UN sanctions on Israel face veto
United Nations, N.Y.
A Syrian-sponsored resolution pressing for full-scale sanctions against Israel appears headed for US, British, and French vetoes this week at the UN Security Council, special Monitor correspondent Louis Wiznitzer reports.
In December, the Council unanimously approved a resolution calling Israel's annexation of the Golan Heights ''null and void'' and called on the Security Council to ''consider appropriate measures'' if Israel did not rescind its move on the Golan.
The Syrians were expected by some observers here to start pressing for sanctions but later to soften their position so as eventually to present a milder resolution which, while harshly condemning Israel, would not actually make sanctions compulsory.
Such a resolution would in all likelihood be adopted with the US abstaining. Thus, Syria would score an important political victory over Israel.
The State Department, according to reliable reports, feared that Syria would show precisely this kind of realism and force it once again to take on Mr. Begin , as it did in a similar situation last year after Israel bombed out an Iraqi nuclear facility.

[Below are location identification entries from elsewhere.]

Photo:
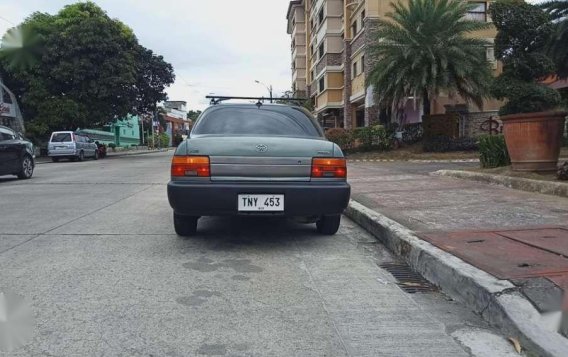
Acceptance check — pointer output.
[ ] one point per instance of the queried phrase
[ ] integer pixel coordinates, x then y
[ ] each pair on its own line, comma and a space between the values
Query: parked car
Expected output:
16, 154
266, 160
69, 145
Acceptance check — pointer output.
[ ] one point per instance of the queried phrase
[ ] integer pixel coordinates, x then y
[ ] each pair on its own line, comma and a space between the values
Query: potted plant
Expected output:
533, 130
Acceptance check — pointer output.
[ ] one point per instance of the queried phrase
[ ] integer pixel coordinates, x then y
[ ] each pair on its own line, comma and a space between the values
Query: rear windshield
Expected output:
61, 137
270, 121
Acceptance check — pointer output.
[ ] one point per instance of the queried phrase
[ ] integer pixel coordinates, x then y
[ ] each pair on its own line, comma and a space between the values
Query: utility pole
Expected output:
269, 88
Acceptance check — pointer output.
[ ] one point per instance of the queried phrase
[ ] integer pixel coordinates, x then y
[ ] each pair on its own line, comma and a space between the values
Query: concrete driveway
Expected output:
91, 247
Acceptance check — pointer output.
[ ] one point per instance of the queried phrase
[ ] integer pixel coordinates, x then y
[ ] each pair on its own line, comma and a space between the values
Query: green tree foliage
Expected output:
523, 32
80, 68
558, 46
493, 151
426, 48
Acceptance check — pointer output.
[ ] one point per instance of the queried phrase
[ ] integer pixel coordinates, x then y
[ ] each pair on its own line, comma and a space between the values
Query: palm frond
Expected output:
427, 48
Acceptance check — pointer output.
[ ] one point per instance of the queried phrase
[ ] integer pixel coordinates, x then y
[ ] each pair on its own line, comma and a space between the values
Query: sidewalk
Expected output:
519, 238
110, 154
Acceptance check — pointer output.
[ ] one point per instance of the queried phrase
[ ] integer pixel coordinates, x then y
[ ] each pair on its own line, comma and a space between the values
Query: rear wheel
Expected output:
27, 168
328, 225
185, 226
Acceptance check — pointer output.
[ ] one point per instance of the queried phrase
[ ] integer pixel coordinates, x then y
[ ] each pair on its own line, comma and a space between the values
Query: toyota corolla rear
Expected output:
258, 160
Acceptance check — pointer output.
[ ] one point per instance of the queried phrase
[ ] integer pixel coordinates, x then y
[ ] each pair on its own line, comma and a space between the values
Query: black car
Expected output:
16, 154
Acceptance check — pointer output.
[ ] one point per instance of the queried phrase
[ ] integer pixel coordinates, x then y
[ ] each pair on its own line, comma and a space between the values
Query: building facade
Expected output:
330, 60
120, 132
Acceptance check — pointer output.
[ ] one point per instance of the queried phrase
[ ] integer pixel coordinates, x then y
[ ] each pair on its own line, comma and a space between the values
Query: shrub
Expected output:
341, 137
563, 171
412, 133
493, 151
367, 138
523, 30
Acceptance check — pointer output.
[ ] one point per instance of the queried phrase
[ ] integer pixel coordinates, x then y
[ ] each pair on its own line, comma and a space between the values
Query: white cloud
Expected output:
218, 46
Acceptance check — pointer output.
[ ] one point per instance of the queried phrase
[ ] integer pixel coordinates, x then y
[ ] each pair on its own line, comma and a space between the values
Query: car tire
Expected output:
185, 226
328, 225
27, 168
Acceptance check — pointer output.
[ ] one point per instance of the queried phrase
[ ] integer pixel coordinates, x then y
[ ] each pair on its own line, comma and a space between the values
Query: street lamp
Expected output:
267, 87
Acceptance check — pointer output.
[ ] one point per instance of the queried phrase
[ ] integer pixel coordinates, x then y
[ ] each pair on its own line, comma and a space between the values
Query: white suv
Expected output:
67, 144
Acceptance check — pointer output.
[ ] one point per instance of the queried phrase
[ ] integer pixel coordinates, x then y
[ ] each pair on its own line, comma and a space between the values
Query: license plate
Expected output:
266, 203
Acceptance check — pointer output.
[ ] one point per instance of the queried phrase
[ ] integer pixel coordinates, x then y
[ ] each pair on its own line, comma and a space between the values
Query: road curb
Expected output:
117, 155
518, 183
498, 301
414, 160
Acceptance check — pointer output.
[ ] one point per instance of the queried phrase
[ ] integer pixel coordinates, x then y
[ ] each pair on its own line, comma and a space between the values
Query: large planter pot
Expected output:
534, 140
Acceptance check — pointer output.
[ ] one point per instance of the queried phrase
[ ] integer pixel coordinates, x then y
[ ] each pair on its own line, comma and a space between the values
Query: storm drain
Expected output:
408, 280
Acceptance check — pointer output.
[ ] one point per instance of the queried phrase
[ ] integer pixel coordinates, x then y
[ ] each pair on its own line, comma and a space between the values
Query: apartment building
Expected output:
330, 63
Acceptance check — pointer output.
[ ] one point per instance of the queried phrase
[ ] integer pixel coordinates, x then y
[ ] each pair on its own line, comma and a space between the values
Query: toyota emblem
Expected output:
261, 148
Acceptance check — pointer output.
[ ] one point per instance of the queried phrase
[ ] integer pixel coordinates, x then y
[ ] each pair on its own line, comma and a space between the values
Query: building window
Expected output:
354, 73
354, 28
478, 12
360, 118
490, 55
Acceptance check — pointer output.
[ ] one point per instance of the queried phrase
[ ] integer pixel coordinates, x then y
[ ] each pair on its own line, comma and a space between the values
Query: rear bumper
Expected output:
220, 199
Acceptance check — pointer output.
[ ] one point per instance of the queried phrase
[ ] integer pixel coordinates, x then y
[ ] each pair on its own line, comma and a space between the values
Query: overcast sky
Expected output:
215, 46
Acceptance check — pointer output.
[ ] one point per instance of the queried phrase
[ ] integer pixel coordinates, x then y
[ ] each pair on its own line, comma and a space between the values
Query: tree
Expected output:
523, 31
80, 68
557, 47
425, 49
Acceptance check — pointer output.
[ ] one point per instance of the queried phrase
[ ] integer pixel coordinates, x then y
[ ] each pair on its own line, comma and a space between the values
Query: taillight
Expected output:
183, 166
329, 168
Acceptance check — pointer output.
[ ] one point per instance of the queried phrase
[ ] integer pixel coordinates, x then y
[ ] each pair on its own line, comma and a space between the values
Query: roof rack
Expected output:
216, 99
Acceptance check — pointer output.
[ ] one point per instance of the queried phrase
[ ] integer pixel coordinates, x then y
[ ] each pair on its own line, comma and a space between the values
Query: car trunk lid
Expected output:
260, 158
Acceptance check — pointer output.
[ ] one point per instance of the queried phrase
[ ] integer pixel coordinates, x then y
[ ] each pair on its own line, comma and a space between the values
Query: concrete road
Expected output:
91, 246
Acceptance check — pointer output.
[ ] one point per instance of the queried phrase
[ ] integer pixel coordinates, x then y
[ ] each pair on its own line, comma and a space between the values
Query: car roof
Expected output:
253, 105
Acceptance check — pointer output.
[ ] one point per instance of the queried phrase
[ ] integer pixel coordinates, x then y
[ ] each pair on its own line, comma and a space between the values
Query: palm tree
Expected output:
427, 48
558, 46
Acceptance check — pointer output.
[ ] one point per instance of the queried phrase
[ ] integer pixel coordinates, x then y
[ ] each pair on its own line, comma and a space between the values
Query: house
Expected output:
120, 132
10, 114
330, 60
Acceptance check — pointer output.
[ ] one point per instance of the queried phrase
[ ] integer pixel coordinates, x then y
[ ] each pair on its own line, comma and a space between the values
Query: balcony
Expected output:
331, 98
329, 59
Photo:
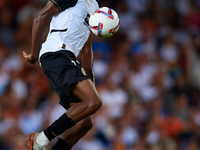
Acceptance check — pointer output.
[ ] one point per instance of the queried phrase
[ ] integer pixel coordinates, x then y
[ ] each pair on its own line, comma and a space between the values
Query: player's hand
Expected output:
31, 59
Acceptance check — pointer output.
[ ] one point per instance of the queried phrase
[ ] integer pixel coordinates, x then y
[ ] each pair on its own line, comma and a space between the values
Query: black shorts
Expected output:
63, 72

Syria's inflexibility in fact plays into the hands of US diplomacy at this time by providing an excuse for shielding Israel with its veto. The Reagan administration is reportedly eager to mend fences with Israel and would be seriously embarrassed were it to allow an anti-Israel resolution through the Security Council. But the Reagan administration couldn't oppose one if it were essentially based on Washington's own denunciations of the Golan Heights annexation.